AI is likely the most hotly discussed topic in today’s circles, but computer vision is rarely on the agenda. Yet despite its lower profile, computer vision will be game-changing for a whole range of industries – transforming how hospitals monitor patients, how manufacturers maintain equipment, and how cities oversee vital infrastructure, from traffic management to trash collection. The ability to turn images into information could save billions currently spent on cumbersome, manual processes.

The technology to do this has been around for some time, but implementation has always been a quagmire. Many companies have accumulated cameras and sensors that quickly become outdated or are limited to a single use case. Other companies have been hampered by the time and investment required to get systems operational, often driven by the complexity of stitching together the range of point solutions needed across image capture, processing, device management, and more. 

For computer vision to be widely adopted, it must be made more accessible and resilient. Dedicated to this mission is Viso, a low / no-code platform for computer vision applications. Founded in 2018, the company is filling a white space for a truly end-to-end solution. In an industry full of vertically-focused solutions, it’s an impressively horizontal platform that covers everything from collecting and annotating data to training and packaging models to building and monitoring applications.

Viso’s strength is its depth of product, having been built alongside and battle-tested with customers and real-world use cases. After meeting at the University of St. Gallen, founders Gaudenz and Nico were early contributors to the adoption of computer vision in Switzerland and bootstrapped Viso’s early years through project work with large enterprises. There are few people who better understand the complexities of deploying computer vision and the hurdles that enterprises will encounter along the way. With this in mind, they’ve built a platform that’s flexible by design: a modular architecture whereby customers can choose to use Viso end-to-end, or to plug in existing models and datasets. Viso is finally democratizing access to computer vision, such that businesses no longer need an army of in-house vision experts to realize the technology’s potential.

Viso sits at the intersection of two important tailwinds: enterprise demand for AI that delivers real ROI, and a need for low / no-code solutions as specialist talent becomes increasingly scarce. Technology advances also paint a compelling “why now” for Viso as hardware for vision becomes increasingly powerful and affordable, while off-the-shelf, best-in-class models are now accessible through model hubs such as Hugging Face.

Since its public launch in 2022, Viso’s platform has attracted a formidable customer base across a range of geographies and use cases, a sign that they might be pushing at an open door. And this is just the beginning.
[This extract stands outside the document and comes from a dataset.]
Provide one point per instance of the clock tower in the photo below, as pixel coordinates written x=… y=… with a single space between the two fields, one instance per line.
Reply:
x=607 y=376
Businesses across agriculture, healthcare, transportation, logistics, retail, and manufacturing are all hungry to implement vision-based apps to automate and optimize their operations. Viso is giving them the tools to do this, bringing a deployment and ROI-focused approach to a field that has often been stuck in the lab. Its platform helps customers overcome both the technical complexity and operational challenges of implementing computer vision, dramatically lowering the barriers to adoption. An impact study found that, with Viso, customers accelerated the deployment of vision applications by 10x.
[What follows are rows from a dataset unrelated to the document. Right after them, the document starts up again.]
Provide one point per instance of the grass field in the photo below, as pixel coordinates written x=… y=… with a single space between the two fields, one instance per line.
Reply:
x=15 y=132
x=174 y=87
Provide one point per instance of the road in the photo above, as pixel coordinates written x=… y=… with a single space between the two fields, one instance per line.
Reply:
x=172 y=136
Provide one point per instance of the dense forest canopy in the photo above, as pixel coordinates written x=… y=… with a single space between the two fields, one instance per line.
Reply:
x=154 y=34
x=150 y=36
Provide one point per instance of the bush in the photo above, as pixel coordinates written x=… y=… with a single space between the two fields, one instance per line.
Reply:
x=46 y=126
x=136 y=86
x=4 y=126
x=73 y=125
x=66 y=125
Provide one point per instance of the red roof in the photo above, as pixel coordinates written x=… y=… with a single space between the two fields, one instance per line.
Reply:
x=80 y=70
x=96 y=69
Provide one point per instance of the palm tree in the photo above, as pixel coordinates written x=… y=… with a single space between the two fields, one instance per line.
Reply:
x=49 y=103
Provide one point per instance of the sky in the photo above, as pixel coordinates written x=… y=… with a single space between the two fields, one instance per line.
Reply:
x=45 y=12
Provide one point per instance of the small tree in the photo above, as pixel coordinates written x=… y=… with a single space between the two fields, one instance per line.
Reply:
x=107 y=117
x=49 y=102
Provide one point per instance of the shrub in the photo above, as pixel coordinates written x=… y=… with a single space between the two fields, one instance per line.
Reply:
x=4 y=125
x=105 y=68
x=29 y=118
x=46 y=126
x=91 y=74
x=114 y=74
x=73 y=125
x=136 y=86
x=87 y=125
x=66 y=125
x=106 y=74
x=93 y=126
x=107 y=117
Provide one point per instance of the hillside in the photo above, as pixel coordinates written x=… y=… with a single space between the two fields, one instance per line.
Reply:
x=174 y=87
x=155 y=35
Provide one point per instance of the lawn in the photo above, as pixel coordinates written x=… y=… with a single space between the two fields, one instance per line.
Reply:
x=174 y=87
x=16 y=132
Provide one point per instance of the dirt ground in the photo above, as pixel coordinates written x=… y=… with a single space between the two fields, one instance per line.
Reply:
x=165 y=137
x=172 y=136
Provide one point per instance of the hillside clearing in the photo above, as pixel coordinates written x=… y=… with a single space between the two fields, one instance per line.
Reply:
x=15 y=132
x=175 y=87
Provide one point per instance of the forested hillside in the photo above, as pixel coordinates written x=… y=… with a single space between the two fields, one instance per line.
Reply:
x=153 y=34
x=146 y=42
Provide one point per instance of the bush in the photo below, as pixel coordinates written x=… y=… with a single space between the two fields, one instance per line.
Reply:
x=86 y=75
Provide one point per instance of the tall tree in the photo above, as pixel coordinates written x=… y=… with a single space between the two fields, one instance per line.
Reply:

We’re excited to be partnering with Gaudenz and Nico: young, ambitious founders who are pursuing a significant greenfield opportunity. This is Accel’s first investment in Switzerland, and one of a growing family focused on real-world applications of AI – from Scale, whose Series A we led in 2017, and Rasa to recent investments such as AssemblyAI and Synthesia. Welcome to the Accel family, Gaudenz and Nico, and let’s make computer vision a reality!